In the first half hour of morning trading, Ford shares were up 43 cents to $16.50. "The changeover to the updated trucks in 2014, in our view, is the most important investment variable for Ford over the next 6-12 months," wrote Sterne Agee analyst Michael Ward in a report issued Monday morning. Ward has a buy rating and a $19 price target. He estimated 2014 earnings of $1.40 a share, down from $1.50 in 2013.
"In the near-term, we expect Ford's stock to remain range-bound pending the launch of the new trucks," Ward said. "Longer-term, an improved balance sheet, earnings acceleration in 2015, and yield support, along with the likelihood of more favorable capital allocation for shareholders over the next few years, supports our buy rating."
Besides the aluminum component, other features include 360-degree camera view, using exterior cameras to help the driver park and maneuver in tight spots; integrated loading ramps; LED headlamps and tail lamps to enhance nighttime visibility; and high-voltage 400-watt power outlets in the cab, allowing drivers to easily charge corded tools or mobile devices while driving.
A range of four engines, from a 2.7 liter EcoBoost engine with auto start-stop technology to a 5.0-liter V8 will be offered. Five primary trims will also be offered.
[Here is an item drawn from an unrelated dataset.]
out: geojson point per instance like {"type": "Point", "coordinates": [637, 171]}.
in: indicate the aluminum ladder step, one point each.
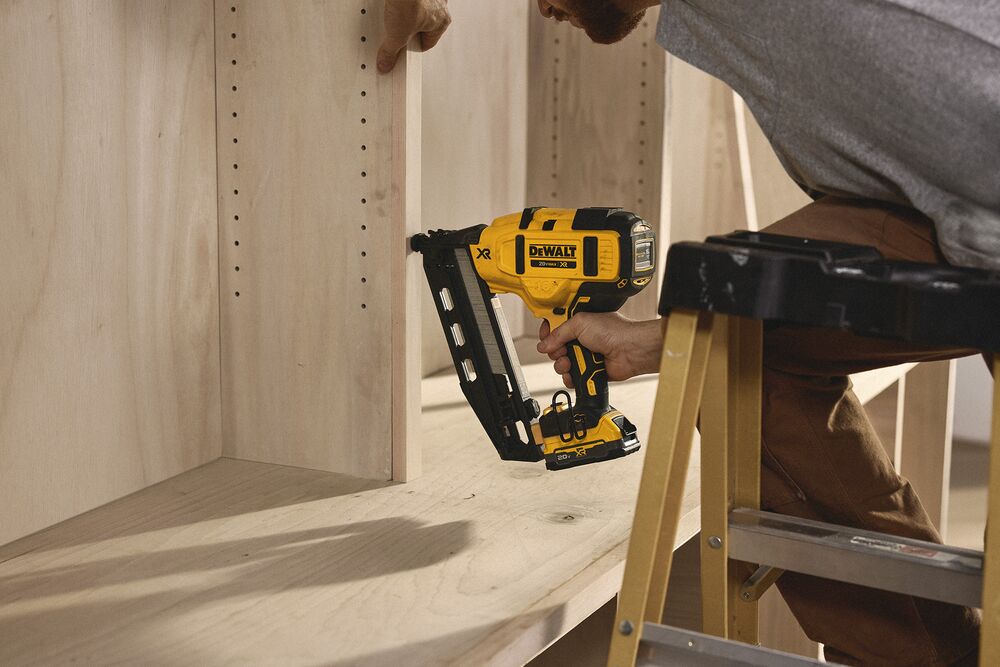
{"type": "Point", "coordinates": [877, 560]}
The F-150 will continue to be manufactured at Ford's Dearborn Truck Plant in Dearborn, Mich., and Kansas City Assembly Plant in Claycom, Mo. Ford will invest $1.8 billion to renovate the plants. It has said that 2014 net income will decline as it invests in the new truck and makes the transition to selling it.
Kelley Blue Book analyst Karl Brauer said the F-150 will be the principal vehicle at the 2014 Detroit Auto Show. "The F-150 is hugely important," Brauer said. "It will have so many upgrades as well as an aluminum structure, meaning a substantial drop in weight. Everything gets better when a vehicle gets lighter."
Edmunds.com analyst Jessica Caldwell said "there is already so much buzz around the F-150, a lot of questions about how the aluminum body will affect weight reduction, fuel economy and performance. I wonder if it will be something people embrace, or if people will think it strays too far from what a truck is. The traditional truck market is not used to radical change."